Trial Facts to Be Considered
The question of what effective filtration area to use during 47-mm disc trials often comes up (Figure 1). Most users have simply used a number between 12.5 and 13.5 cm2.
The use of an incorrect effective filter area in comparison or scale-up calculations may lead to the wrong conclusions. The effective filtration area of common 47-mm discs within a stainless steel holder and disposable device were measured by measuring the diameter of the discolored portion of the filter disk. This provides a direct measurement of the effective filtration area, as only this area will be discolored.
Recently filter manufacturers have begun to supply encapsulated disk devices to facilitate the performance of scale-down studies. These are marketed as scale-down devices specifically for such use. The devices themselves are sealed, preventing easy inspection of the filter membrane after use. This requires that the user refer to the published filtration area for the device for comparison or scale-up calculations.
Severe nonlinearity experienced during scale-up studies led one investigator to perform destructive inspection of one such device. The diameter of the coloration within this device was measured to be 48 mm (Figure 2), which represents an effective filtration area of approximately 18 cm2.
However, the literature for this device states an EFA of 13.8 cm2, introducing an error in excess of 30%. The effective filtration area of the disposable device is 36% larger than the 47-mm disc utilized in a stainless steel holder. The main reason for this discrepancy is the fact that the stainless-steel device requires an O-ring sealing. The O-ring diameter and seal will reduce the effective filtration area. The disposable device utilizes a heat welding, which is a thin ring around the membrane.

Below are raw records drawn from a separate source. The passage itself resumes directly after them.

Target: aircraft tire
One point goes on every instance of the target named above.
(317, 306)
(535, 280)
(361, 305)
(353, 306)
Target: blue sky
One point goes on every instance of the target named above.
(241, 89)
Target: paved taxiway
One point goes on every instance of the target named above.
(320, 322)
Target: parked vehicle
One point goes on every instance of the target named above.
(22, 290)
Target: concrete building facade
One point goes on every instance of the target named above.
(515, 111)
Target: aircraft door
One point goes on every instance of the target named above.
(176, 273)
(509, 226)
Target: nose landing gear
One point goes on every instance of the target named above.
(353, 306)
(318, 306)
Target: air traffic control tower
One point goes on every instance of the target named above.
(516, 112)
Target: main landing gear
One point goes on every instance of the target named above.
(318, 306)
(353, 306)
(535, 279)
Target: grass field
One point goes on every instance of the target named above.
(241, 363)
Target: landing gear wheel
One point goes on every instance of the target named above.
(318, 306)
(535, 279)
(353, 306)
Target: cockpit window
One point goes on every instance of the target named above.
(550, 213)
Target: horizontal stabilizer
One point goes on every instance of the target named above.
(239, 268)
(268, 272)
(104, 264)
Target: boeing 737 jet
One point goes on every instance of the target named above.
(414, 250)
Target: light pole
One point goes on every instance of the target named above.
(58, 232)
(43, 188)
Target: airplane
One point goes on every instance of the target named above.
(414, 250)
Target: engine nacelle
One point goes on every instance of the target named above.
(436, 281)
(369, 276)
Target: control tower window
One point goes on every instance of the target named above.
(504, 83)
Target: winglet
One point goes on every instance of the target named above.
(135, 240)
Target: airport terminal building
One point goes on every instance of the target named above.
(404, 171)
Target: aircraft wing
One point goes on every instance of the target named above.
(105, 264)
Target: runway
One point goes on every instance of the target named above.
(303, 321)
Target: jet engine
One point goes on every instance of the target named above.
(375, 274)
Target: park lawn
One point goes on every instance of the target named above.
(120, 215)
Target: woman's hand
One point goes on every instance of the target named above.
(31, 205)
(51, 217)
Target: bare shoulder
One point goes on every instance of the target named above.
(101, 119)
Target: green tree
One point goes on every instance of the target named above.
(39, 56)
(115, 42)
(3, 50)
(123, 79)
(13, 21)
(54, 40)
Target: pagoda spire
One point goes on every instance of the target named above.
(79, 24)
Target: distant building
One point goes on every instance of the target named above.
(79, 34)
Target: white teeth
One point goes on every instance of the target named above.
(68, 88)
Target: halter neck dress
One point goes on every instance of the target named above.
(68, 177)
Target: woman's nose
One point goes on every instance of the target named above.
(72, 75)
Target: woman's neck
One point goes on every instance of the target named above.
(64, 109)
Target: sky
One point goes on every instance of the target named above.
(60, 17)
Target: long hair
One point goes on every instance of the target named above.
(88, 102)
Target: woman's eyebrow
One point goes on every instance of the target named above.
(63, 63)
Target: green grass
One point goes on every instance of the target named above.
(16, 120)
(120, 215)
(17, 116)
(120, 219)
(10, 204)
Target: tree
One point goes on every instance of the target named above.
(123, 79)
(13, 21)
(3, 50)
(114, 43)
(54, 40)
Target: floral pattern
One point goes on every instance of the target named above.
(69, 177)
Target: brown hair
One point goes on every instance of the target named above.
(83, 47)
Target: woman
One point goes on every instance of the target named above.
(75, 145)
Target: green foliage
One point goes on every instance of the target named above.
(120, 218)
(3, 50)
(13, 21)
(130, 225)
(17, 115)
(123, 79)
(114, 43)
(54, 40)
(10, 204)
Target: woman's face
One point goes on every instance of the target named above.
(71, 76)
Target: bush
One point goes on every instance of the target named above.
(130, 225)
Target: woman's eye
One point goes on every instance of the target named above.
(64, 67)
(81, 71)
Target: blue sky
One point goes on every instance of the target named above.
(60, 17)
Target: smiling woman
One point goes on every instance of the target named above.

In another instance, indicator trials performed at 47-mm scale were followed by verification trials utilizing 1,000-cm2 pleated capsule filters. The scale-up calculations also exhibited severe nonlinearity. This time it was found that a filter capsule marketed as a 1,000-cm2 device actually contained approximately 1,600-cm2 of effective filtration area (+60%). The reader is cautioned to verify the effective filtration area of any device used for indicator or verification trials.